A class of graphs *C* is
monadically stable if for any unary expansion *Ĉ* of *C*, one cannot interpret, in
first-order logic, arbitrarily long linear orders in graphs from *Ĉ*. It is known that nowhere dense
graph classes are monadically stable; these encompass most of the
studied concepts of sparsity in graphs, including graph classes that
exclude a fixed topological minor. On the other hand, monadic stability
is a property expressed in purely model-theoretic terms and hence it is
also suited for capturing structure in dense graphs.

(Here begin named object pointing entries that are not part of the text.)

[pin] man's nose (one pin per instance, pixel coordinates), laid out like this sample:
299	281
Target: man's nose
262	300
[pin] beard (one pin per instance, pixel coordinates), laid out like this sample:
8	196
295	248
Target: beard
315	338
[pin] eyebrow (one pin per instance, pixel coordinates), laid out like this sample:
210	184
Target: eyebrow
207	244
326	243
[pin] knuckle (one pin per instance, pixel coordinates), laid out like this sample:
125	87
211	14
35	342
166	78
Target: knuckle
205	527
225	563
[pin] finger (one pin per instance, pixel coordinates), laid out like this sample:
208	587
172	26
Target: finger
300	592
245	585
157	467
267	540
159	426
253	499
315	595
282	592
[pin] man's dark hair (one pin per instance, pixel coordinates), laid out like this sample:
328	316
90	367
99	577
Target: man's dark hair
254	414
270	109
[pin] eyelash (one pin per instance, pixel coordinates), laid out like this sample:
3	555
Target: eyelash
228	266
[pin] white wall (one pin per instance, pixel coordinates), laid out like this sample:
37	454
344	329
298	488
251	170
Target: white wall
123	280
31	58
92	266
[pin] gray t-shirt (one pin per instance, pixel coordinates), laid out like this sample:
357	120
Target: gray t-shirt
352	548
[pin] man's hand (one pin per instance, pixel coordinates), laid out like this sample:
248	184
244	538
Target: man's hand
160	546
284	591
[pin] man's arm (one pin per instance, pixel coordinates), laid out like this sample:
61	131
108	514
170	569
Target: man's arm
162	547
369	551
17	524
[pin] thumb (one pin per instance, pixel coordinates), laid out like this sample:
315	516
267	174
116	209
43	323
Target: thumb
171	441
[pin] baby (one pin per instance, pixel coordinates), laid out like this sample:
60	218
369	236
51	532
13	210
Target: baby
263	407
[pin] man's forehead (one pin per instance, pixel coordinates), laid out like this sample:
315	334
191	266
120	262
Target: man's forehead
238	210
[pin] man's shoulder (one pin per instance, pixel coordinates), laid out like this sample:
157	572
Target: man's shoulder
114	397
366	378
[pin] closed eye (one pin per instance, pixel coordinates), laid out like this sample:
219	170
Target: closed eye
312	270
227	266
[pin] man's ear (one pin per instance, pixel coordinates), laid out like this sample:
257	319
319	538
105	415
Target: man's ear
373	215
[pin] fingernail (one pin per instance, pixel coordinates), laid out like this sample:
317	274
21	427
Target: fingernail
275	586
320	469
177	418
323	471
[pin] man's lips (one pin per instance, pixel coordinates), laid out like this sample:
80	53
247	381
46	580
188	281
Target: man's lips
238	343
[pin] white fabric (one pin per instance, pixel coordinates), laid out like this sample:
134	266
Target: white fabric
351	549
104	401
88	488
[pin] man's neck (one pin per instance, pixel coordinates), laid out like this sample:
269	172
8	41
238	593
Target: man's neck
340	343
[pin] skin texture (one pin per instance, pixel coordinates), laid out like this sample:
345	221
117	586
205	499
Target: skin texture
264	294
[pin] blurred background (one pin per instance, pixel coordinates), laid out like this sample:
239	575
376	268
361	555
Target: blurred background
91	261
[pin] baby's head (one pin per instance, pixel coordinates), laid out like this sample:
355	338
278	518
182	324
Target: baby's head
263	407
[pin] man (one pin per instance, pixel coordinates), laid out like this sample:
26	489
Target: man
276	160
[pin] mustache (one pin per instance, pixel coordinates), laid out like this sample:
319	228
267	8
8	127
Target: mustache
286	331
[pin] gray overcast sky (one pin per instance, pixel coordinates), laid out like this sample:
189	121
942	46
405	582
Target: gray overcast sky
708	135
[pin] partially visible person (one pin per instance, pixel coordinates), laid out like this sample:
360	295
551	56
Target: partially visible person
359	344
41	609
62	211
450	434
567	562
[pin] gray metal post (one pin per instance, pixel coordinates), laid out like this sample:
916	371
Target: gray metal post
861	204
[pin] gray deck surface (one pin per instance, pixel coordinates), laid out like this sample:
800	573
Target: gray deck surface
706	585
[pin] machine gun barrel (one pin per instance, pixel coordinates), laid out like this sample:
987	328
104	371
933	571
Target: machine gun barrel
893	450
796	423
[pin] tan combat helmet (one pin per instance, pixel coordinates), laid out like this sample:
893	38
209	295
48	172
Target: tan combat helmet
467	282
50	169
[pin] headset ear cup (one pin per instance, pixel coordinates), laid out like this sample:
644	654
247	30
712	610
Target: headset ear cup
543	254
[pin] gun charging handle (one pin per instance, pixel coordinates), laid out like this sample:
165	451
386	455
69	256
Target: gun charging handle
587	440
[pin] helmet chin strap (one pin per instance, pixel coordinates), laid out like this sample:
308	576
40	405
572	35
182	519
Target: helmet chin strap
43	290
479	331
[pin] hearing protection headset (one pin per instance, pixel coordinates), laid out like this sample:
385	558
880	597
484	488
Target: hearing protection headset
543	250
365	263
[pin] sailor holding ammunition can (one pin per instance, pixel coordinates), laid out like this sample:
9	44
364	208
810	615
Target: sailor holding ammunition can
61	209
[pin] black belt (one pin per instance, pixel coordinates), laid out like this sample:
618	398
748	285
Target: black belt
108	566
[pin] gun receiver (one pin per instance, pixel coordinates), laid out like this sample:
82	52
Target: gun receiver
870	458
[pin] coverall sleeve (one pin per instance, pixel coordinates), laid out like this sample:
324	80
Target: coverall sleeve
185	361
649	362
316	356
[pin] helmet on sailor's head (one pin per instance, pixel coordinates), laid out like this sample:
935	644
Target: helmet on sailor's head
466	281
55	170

For several years, it has been suspected that one can create a structure theory for monadically stable graph classes that mirrors the theory of nowhere dense graph classes in the dense setting. During this talk I will give a characterization of monadic stability through the Flipper game: a combinatorial game on a graph played by Flipper, who in each round can complement the edge relation between any pair of vertex subsets, and Connector, who in each round localizes the game to a ball of bounded radius. This is an analog of the Splitter game, which characterizes nowhere dense classes of graphs (Grohe, Kreutzer, and Siebertz, J.ACM'17).

This is based on joint work with J. Gajarský, N. Mählmann, R. McCarty, P. Ohlmann, M. Pilipczuk, S. Siebertz, M. Sokołowski, and S. Toruńczyk.